Student Choice Literature Circles

Guiding Question: What does your choice novel say about culture and being human in terms of science, religion, philosophy, art, music and poetry?

Select one of the following full-length texts:

Last Summer of Reason by Tahar Dajout
Life of Pi by Yann Martel
Frankenstein by Mary Shelley
Snow by Orhan Pamuk

Capstone Cultural Study
Guiding Question: How do you synthesize cultural influences on your personal journey to find yourself?
Full-length Text: Siddhartha by Hermann Hesse


NOTE: In addition to the short selections listed above, World Literature I integrates an ongoing study of poetry, including examining standard poetic forms such as Chinese Shih, Japanese Tanka and Haiku, and sonnets.

Supplies Needed


World Literature students use a single subject, composition notebook to showcase much of their work for class. Notebooks need to be in class every day! Use a Sharpie to write your name on the notebook and bring it to class every day starting Thursday, September 4, 2008. Fully prepared students also come to class with a pen, pencil, and highlighter.


In fact, you need to bring the following supplies to class on Thursday, September 4, 2008 as a required 3-point assignment:


1 composition notebook
1 pack of two glue sticks for use as a common classroom supply


You may also bring one of the following items for use as a common classroom supply to receive two points of extra credit:


a box of Kleenex
a ruler
a scissors
a pack of markers
a box of #2 pencils



Copies of Brave New World are also needed.

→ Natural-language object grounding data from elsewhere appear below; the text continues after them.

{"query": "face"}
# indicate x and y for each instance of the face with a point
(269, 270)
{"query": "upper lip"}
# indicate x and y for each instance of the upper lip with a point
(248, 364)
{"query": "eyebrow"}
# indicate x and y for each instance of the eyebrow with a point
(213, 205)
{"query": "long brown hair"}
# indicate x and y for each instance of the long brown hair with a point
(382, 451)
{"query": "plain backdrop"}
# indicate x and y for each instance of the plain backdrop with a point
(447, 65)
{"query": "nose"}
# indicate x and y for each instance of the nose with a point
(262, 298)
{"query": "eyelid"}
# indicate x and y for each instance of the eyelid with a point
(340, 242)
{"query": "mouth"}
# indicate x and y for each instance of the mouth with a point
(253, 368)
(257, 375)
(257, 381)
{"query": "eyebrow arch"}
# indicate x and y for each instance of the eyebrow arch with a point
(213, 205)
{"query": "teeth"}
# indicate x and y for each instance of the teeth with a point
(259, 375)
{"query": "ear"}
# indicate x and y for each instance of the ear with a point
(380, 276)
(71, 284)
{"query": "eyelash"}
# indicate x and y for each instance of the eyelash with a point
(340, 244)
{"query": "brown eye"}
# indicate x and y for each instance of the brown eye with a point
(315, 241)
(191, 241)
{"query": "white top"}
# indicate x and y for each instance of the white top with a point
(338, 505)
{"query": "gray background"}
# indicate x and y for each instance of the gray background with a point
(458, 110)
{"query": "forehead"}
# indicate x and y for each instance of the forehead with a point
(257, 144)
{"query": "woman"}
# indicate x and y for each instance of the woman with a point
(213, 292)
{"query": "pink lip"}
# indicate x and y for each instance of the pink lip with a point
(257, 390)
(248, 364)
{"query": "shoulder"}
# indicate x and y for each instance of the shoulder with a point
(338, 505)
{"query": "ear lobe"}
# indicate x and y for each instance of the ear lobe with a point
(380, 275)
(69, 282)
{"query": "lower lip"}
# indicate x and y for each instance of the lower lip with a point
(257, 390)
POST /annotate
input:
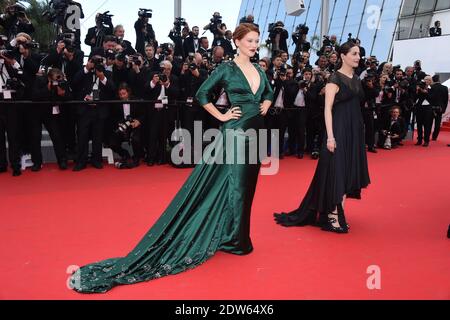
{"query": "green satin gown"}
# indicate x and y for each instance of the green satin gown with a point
(210, 213)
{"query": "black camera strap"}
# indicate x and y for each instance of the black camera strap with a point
(2, 74)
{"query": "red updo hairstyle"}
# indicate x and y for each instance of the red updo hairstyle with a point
(242, 30)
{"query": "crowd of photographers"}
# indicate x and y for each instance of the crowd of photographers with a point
(99, 101)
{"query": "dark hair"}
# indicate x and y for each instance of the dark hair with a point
(55, 72)
(276, 56)
(344, 49)
(126, 87)
(241, 31)
(396, 108)
(110, 38)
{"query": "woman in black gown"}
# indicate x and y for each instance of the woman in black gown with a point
(342, 170)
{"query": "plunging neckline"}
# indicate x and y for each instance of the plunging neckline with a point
(248, 82)
(346, 75)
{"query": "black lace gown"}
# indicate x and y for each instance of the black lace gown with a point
(342, 173)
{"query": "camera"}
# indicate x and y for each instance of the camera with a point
(145, 13)
(57, 11)
(16, 10)
(422, 84)
(215, 22)
(303, 84)
(9, 54)
(124, 127)
(327, 41)
(162, 77)
(110, 54)
(166, 48)
(105, 18)
(302, 29)
(3, 40)
(60, 83)
(13, 84)
(68, 39)
(135, 59)
(179, 22)
(351, 39)
(29, 45)
(98, 64)
(276, 27)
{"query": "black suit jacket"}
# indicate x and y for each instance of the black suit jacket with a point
(30, 68)
(92, 33)
(41, 93)
(84, 83)
(189, 46)
(439, 96)
(137, 111)
(13, 73)
(172, 92)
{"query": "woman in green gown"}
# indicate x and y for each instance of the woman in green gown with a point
(211, 212)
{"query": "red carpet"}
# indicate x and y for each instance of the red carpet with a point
(52, 219)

Student schedule changes over the summer resulted in increased enrollment for World Literature this fall, and the English department finds itself short copies of Brave New World by Aldous Huxley.
We begin reading the novel this week, so please consider purchasing your own copy of the book for your personal library. Not only will you help out the class by being a good citizen, but also you will be able to mark your book, keeping track of key thematic quotations, summarizing events at the top of key pages, and creating a character tree map in the front cover. You could also check your bookshelves at home. This book is such a classic that many of you may have the book readily available from your home library. And some students have even found a copy of the book in an older sibling's room, and that sibling had me as a teacher and the novel is marked up already with key quotations.
Students have found copies of Brave New World for as low as $2 at Half Price Books in Miracle Mile Shopping Center.

Did you know?

Welcome to World Literature

Congratulations on selecting World Literature for your senior English class! I hope that you will not only enjoy learning about what the world loves and hates through the literature we study this year, but also that you will leave high school a little bit more prepared to succeed in the increasingly connected global society.

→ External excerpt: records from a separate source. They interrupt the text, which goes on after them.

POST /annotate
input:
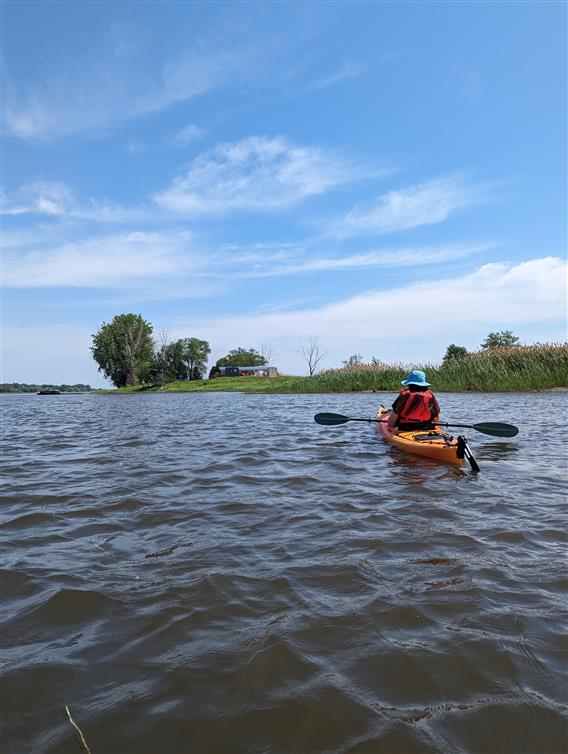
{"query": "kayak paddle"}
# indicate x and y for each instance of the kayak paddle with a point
(497, 429)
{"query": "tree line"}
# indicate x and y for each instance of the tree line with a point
(25, 387)
(128, 353)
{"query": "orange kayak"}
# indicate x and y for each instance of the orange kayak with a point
(431, 443)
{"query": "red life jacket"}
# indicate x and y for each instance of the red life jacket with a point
(417, 407)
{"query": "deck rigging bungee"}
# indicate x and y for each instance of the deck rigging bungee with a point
(435, 444)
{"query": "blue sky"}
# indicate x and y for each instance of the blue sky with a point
(387, 177)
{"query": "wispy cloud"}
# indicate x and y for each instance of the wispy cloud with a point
(295, 260)
(189, 133)
(117, 80)
(55, 200)
(382, 323)
(424, 204)
(347, 71)
(116, 261)
(256, 174)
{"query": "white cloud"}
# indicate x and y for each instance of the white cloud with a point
(126, 75)
(424, 204)
(54, 199)
(293, 261)
(123, 260)
(348, 71)
(415, 322)
(189, 133)
(257, 174)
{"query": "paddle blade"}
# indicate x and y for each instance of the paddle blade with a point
(497, 429)
(330, 419)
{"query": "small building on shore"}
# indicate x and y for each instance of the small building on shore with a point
(258, 371)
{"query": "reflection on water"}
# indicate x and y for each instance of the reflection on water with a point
(217, 573)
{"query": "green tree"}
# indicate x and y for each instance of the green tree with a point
(353, 361)
(124, 349)
(194, 354)
(242, 357)
(501, 339)
(454, 352)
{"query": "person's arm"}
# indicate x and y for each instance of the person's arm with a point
(435, 409)
(393, 418)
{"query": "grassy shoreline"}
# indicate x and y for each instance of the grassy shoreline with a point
(520, 369)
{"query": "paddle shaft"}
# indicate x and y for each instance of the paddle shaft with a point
(497, 429)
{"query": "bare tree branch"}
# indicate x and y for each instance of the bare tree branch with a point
(313, 353)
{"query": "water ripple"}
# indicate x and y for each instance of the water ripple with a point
(185, 583)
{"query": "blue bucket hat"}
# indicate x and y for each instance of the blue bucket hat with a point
(416, 377)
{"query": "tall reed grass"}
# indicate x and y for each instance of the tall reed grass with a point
(535, 367)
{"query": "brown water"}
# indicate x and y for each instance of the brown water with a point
(217, 573)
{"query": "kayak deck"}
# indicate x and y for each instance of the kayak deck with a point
(430, 443)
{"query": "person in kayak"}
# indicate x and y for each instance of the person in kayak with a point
(416, 407)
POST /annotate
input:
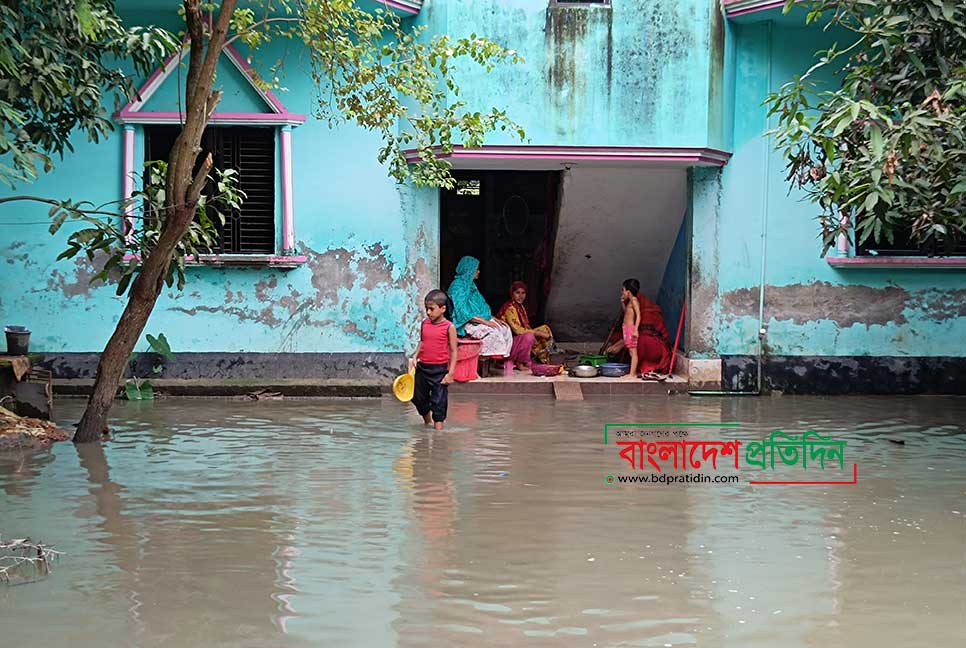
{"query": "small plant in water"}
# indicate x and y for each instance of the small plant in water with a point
(136, 388)
(23, 561)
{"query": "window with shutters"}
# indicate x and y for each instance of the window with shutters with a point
(250, 150)
(903, 245)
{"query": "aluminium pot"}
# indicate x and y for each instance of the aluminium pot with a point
(584, 371)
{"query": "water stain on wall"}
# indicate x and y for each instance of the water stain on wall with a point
(845, 305)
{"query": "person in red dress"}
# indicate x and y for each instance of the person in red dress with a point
(434, 361)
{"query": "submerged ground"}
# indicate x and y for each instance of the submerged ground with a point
(343, 523)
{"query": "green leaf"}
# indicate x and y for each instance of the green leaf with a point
(160, 345)
(876, 142)
(870, 202)
(131, 391)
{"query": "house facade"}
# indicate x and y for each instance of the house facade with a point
(644, 156)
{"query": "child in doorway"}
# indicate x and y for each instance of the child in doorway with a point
(434, 361)
(632, 320)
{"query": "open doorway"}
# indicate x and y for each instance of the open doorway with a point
(507, 220)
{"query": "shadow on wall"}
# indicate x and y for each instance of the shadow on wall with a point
(614, 224)
(671, 297)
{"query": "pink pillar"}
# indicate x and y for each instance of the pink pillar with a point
(842, 243)
(288, 208)
(129, 179)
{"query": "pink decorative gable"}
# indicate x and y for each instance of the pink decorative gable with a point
(275, 114)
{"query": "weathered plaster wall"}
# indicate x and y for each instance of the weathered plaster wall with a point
(371, 246)
(614, 224)
(810, 307)
(630, 73)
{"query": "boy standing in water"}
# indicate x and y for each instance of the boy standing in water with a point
(632, 320)
(434, 361)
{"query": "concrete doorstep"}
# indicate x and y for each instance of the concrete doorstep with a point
(560, 387)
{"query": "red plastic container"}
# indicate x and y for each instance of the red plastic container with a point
(467, 358)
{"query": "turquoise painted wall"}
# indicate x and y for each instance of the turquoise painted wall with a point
(810, 307)
(630, 73)
(370, 242)
(656, 73)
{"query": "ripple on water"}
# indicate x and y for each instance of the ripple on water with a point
(346, 523)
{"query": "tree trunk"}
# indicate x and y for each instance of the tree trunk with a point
(110, 369)
(182, 195)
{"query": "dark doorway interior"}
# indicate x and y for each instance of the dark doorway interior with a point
(507, 220)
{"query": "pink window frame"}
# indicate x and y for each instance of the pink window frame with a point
(277, 115)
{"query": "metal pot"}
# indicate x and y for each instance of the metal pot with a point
(584, 371)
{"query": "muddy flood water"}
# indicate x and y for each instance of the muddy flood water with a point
(344, 523)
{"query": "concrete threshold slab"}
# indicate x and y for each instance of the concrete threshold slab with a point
(519, 384)
(295, 387)
(527, 385)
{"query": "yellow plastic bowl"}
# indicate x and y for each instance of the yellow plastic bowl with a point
(404, 386)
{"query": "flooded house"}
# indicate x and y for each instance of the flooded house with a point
(644, 156)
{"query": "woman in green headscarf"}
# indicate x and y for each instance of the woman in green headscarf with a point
(473, 317)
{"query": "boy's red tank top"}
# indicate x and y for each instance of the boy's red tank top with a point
(435, 338)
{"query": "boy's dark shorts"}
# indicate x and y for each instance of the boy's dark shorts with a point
(430, 394)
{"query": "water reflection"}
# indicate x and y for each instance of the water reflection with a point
(345, 523)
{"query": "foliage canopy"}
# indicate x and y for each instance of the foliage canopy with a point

I want you to challenge yourself to take your study of the world seriously. Read, talk, write, think, cooperate, and know your world! My World Literature vision statement, "Know Your World," aligns closely with the school district's mission statement.

"The mission of the E------ Public Schools, working in partnership with the family and the community, is to educate individuals to be responsible, lifelong learners who possess the skills, knowledge, creativity, sense of self-worth, and ethical values necessary to survive and flourish in a rapidly changing, culturally diverse, global society."

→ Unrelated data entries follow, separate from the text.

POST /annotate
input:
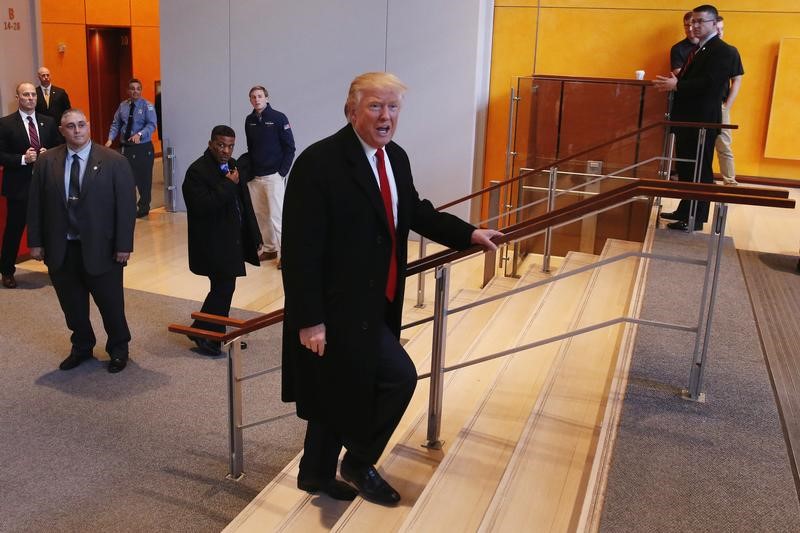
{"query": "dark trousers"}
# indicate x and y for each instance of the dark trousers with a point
(140, 156)
(686, 148)
(73, 286)
(395, 381)
(218, 301)
(12, 235)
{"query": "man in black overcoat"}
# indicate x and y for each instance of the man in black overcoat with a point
(24, 136)
(699, 88)
(84, 234)
(223, 232)
(349, 206)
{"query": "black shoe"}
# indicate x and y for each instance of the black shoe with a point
(672, 216)
(73, 360)
(684, 226)
(207, 347)
(338, 490)
(117, 364)
(370, 484)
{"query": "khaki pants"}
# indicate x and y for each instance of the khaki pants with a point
(723, 148)
(266, 193)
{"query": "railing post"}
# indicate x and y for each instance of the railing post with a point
(715, 243)
(698, 171)
(437, 357)
(235, 410)
(551, 202)
(421, 275)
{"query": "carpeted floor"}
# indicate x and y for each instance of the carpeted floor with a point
(774, 287)
(721, 465)
(143, 450)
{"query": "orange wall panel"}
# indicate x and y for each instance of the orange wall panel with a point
(144, 13)
(68, 70)
(63, 11)
(108, 12)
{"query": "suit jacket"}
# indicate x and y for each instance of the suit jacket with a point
(59, 102)
(14, 143)
(106, 209)
(222, 234)
(336, 249)
(703, 83)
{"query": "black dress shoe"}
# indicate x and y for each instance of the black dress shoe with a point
(73, 360)
(338, 490)
(207, 347)
(684, 226)
(370, 484)
(672, 216)
(117, 364)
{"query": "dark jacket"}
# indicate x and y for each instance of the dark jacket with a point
(703, 83)
(223, 232)
(106, 209)
(59, 102)
(336, 250)
(14, 143)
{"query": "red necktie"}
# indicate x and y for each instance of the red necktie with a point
(689, 60)
(35, 144)
(386, 194)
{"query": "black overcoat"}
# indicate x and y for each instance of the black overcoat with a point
(219, 243)
(336, 250)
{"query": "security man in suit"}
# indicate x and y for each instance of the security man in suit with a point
(24, 136)
(698, 90)
(134, 122)
(50, 100)
(349, 206)
(81, 217)
(223, 231)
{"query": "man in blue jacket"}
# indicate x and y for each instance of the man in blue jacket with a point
(271, 147)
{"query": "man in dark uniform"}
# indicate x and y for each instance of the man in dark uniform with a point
(223, 232)
(350, 204)
(135, 122)
(698, 91)
(270, 144)
(24, 136)
(80, 222)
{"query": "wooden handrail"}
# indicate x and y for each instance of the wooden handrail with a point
(707, 125)
(642, 187)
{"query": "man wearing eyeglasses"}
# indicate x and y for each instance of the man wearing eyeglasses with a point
(699, 87)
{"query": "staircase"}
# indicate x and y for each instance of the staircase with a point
(519, 432)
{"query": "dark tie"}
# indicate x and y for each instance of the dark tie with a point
(689, 60)
(74, 195)
(35, 144)
(129, 128)
(386, 194)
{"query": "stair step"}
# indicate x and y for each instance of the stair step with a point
(545, 480)
(470, 473)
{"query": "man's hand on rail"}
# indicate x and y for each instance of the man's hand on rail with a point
(313, 338)
(483, 237)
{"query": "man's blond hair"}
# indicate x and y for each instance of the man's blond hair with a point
(376, 81)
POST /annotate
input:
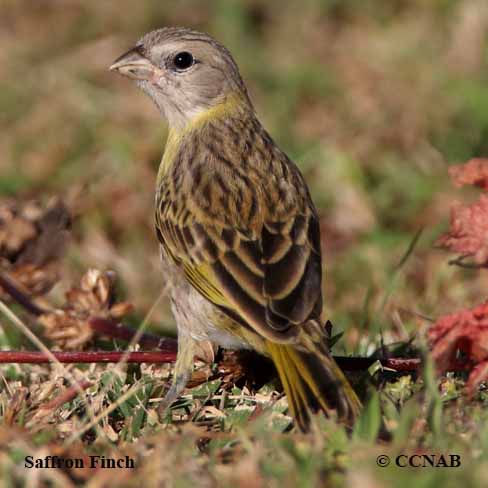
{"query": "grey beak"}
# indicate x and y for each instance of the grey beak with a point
(134, 64)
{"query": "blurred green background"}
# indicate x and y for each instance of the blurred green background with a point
(372, 99)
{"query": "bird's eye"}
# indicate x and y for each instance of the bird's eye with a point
(183, 60)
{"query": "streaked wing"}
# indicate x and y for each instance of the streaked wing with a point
(270, 279)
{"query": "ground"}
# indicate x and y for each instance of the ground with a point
(373, 100)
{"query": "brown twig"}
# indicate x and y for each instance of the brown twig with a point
(66, 396)
(166, 347)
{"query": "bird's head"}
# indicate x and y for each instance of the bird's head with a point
(185, 73)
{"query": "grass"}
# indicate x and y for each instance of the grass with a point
(373, 100)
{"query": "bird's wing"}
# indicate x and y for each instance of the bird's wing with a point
(269, 278)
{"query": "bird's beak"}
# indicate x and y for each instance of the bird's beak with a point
(134, 64)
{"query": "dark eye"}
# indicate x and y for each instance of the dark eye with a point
(183, 60)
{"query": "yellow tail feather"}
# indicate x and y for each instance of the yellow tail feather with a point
(312, 381)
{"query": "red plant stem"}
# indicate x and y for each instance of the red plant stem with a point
(8, 286)
(38, 357)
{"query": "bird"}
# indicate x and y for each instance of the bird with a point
(238, 231)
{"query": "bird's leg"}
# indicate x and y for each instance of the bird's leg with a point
(182, 373)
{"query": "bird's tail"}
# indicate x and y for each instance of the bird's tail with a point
(313, 382)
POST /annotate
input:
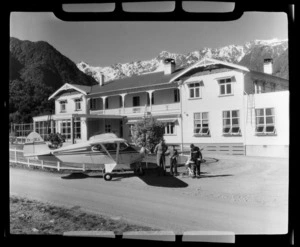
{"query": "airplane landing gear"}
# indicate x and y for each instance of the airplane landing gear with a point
(107, 176)
(139, 171)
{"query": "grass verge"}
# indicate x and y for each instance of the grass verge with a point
(34, 217)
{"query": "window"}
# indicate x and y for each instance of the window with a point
(65, 128)
(176, 95)
(194, 89)
(107, 128)
(77, 128)
(41, 127)
(77, 104)
(136, 101)
(63, 106)
(201, 124)
(265, 121)
(93, 104)
(231, 122)
(110, 146)
(106, 103)
(225, 86)
(170, 129)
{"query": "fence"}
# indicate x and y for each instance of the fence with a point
(16, 156)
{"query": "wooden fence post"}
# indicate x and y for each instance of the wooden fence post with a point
(16, 160)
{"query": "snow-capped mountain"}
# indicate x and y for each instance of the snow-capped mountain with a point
(250, 54)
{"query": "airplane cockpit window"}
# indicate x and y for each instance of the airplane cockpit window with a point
(97, 148)
(111, 146)
(123, 145)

Since World Literature is a senior only class, students discuss literature and its mature themes courageously and respectfully. Sometimes controversial conversations may generate sharp disagreements or strong emotions. However, the most productive of these types of conversations are courageous, civil, respectful, and adult.

I will also guide you in your quest to become an increasingly autonomous, adult learner so that you feel better prepared for life and school beyond high school. Part of our time together will be spent on how you learn; I won't just rush you through the course content. This year I will also challenge your notion of what the term "word literature" means. A quick scan of our common textbook, World Masterpieces, reveals that world literature goes beyond novels, poems, plays, and short stories to also explore the realms of philosophy, religion, and the fine arts.

To strive for cultural literacy today, I feel that you need to expand your notion of literature, so during the fall semester, you will encounter "texts" beyond the traditional English class genres. You will notice in the World Literature I course overview, that fall semester also covers a quick study of the five major religions of the world--Hinduism, Buddhism, Judaism, Christianity and Islam. Students who took World History should have a strong academic background in the five religions; however, we will do a quick review so that our class will have a common understanding of ideas to discuss the World Masterpieces selections.

In case you were wondering, studying religion in a public high school is not a violation of church and state laws. The Supreme Court has ruled that public schools may not sponsor religious practices but may teach about religion. (Engel v. Vitale (1962) 370 U.S. 421.) This serves the academic goals of educating students about history and cultures.